Here is his first ECG recorded after stable ROSC:

Originally recorded in 50 mm/s (the standard in Norway), here converted to 25 mm/s. There is sinus rhythm with a relatively normal QRS complex followed by a hint of STD that is maximal in V4-V6, which appears to me to be an expected amount of supply-demand mismatch ischemia from his immediately post-ROSC state. I do not see clear evidence of OMI or reperfusion at this time.




The patient was transferred immediately for angiogram which revealed no significant CAD, and no intervention was performed. The patient received therapeutic hypothermia at 33 degrees C for 24 hours. Echo revealed morphologically normal left and right ventricles with normal ejection fraction and no wall motion abnormalities. Troponin T peaked at 330 ng/L, then trended down. After rewarming he was noted to be neurologically intact. An ICD was placed due to suspicion of a primary arrhythmia. MRI showed a small area of the lateral wall that could potentially represent infarct. 

Several weeks later the patient presented with epigastric pain and lightheadedness. ICD interrogation showed episodes of polymorphic VT. After cessation of VT, bizarre QRS morphology was noted and is shown below.

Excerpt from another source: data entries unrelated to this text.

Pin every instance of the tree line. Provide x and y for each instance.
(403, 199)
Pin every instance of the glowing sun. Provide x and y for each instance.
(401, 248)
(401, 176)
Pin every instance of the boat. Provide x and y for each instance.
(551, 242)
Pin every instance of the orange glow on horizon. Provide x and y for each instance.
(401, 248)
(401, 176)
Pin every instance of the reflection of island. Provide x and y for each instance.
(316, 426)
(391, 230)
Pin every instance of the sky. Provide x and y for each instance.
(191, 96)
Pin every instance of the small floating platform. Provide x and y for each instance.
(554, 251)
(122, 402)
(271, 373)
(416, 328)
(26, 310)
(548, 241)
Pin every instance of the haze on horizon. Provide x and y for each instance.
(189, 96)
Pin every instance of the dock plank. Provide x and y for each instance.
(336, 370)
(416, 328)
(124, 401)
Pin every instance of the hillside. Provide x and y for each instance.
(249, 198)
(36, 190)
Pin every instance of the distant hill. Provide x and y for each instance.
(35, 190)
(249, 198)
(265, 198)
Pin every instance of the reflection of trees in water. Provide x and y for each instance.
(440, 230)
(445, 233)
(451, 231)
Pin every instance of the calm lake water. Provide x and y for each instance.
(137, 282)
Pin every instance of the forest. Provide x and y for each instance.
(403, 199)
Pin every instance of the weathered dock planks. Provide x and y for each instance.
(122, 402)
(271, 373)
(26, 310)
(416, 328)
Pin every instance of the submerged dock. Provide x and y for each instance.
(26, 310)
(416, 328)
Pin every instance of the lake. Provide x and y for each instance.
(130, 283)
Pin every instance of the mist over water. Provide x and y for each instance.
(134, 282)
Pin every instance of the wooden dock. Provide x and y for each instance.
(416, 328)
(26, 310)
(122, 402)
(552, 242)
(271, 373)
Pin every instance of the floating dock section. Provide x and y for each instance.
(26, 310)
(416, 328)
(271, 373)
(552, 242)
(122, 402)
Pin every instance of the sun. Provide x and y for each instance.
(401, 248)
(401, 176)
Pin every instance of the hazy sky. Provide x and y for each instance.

Repeat echo showed no wall motion abnormalities. He was started on amiodarone and admitted for telemetry.






While on telemetry the patient remained asymptomatic, however recurrent episodes of ECG abnormalities were recorded. These episodes are characterized by rapidly dynamic ST segment and T wave abnormalities that rapidly change from normal to hyperacute T waves to shark fin morphology and back to normal. This progression occurs and resolves rapidly, within seconds on telemetry, with clear beat-to-beat changes. The telemetry alarm states "ventricular rhythm" but it is clearly massive ST segment elevation. All of these episodes occurred without any symptoms reported from the patient, even after pointed questioning during the telemetry events.


Here are the telemetry recordings (each line is a long rhythm strip, followed immediately by the line underneath it):

This event lasts two minutes and shows rapid evolution from normal to hyperacute T waves, to terminal QRS distortion, to STE, to a progressively altered terminal portion of the QRS with STE and QRS morphology worsening in tandem. By the halfway point of the two minutes, the rhythm strip shows complete shark fin morphology, which then resolves abruptly in the last rhythm strip over the course of seconds. This is literally the OMI progression caught in action, but with the twist of adding the shark fin morphology to the classic OMI progression.

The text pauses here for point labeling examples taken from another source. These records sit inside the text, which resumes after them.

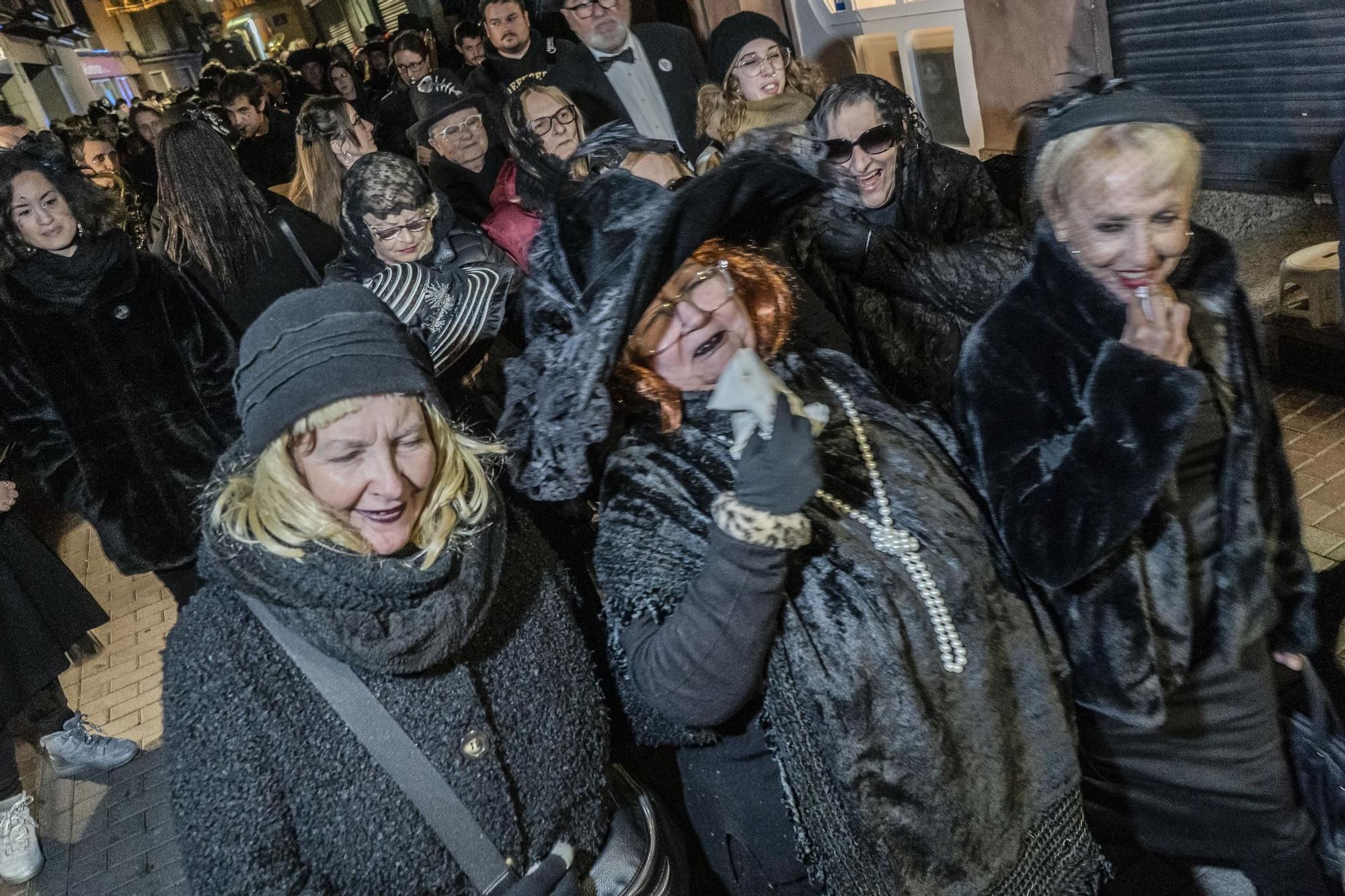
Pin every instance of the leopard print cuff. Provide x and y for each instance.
(758, 526)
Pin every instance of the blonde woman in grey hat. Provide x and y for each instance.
(1116, 411)
(357, 549)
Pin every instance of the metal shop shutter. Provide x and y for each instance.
(1268, 77)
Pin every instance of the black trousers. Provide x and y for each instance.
(181, 581)
(1213, 783)
(46, 712)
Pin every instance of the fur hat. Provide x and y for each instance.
(598, 263)
(735, 33)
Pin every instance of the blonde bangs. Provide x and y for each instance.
(268, 503)
(1172, 158)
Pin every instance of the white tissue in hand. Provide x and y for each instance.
(748, 389)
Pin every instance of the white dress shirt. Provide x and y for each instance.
(640, 92)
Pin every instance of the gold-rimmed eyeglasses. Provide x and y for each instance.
(662, 327)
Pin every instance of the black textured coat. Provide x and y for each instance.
(902, 778)
(923, 283)
(274, 794)
(119, 401)
(1077, 439)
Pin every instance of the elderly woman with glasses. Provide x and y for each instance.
(545, 128)
(438, 274)
(927, 255)
(817, 626)
(755, 83)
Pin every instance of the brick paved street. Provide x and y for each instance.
(114, 834)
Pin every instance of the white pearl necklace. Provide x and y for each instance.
(896, 542)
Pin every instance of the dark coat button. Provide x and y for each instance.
(477, 743)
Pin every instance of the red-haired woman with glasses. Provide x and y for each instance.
(438, 274)
(927, 255)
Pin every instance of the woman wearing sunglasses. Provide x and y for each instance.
(436, 272)
(757, 83)
(926, 255)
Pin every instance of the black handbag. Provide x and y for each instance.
(1317, 755)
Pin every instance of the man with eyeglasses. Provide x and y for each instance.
(516, 54)
(467, 158)
(646, 76)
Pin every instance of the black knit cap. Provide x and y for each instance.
(314, 348)
(731, 36)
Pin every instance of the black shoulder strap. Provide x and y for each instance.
(299, 251)
(393, 748)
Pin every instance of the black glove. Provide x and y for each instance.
(549, 879)
(844, 239)
(779, 475)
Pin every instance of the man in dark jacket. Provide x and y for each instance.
(648, 76)
(267, 149)
(516, 54)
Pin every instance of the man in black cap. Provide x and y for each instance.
(516, 54)
(467, 157)
(229, 49)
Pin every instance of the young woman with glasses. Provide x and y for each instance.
(436, 272)
(757, 83)
(923, 257)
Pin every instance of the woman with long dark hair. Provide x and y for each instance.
(330, 135)
(349, 88)
(115, 368)
(252, 245)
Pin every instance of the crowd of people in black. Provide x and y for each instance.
(614, 469)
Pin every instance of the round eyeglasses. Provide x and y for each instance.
(775, 60)
(543, 124)
(587, 9)
(467, 126)
(657, 334)
(411, 227)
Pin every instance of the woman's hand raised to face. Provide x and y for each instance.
(1157, 326)
(779, 475)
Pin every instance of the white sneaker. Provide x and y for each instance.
(77, 749)
(21, 856)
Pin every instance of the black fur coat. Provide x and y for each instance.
(923, 283)
(115, 389)
(1077, 439)
(902, 778)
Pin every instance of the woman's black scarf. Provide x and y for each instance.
(385, 615)
(73, 280)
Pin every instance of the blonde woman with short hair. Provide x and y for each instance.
(1117, 417)
(356, 516)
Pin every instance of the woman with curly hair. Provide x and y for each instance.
(330, 135)
(926, 256)
(114, 368)
(758, 83)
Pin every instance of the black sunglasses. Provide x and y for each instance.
(875, 140)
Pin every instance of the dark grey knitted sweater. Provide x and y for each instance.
(275, 795)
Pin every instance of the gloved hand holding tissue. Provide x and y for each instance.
(748, 391)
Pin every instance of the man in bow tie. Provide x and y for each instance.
(646, 76)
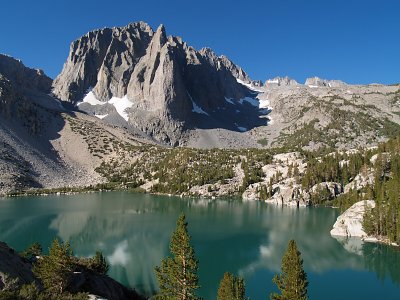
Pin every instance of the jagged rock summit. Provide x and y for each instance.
(318, 82)
(154, 82)
(280, 81)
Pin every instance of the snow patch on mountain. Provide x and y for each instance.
(101, 116)
(249, 86)
(91, 99)
(121, 104)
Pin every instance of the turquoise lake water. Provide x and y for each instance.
(245, 238)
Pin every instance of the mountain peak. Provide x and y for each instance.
(318, 82)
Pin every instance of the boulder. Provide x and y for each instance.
(350, 222)
(13, 267)
(331, 188)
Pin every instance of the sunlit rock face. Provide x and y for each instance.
(155, 82)
(350, 222)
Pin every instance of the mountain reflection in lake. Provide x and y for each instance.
(246, 238)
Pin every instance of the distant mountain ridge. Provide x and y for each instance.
(137, 86)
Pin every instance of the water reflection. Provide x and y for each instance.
(247, 238)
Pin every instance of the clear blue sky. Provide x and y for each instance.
(357, 41)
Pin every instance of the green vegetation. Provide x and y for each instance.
(231, 288)
(177, 275)
(176, 171)
(384, 219)
(346, 120)
(54, 274)
(292, 282)
(55, 270)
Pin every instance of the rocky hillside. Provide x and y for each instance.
(329, 114)
(157, 83)
(41, 143)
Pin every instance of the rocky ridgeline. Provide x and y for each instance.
(165, 81)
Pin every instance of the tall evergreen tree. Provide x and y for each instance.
(292, 282)
(231, 288)
(55, 270)
(177, 275)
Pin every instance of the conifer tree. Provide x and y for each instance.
(177, 275)
(99, 263)
(231, 288)
(55, 270)
(292, 282)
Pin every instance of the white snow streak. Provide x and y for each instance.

This event similarly starts with a progression from normal to enlarging T waves with simultaneously increasing STE. In this event the QRS retains a more normal, narrow appearance until longer in the progression, allowing us to see obvious huge STE and terminal QRS distortion still with a narrow QRS. During the fourth line of the telemetry image, the shark fin appearance re-emerges. During the fifth line the rhythm changes likely to a brief run of polymorphic VT, then quickly back to sinus with rapid resolution of all findings. 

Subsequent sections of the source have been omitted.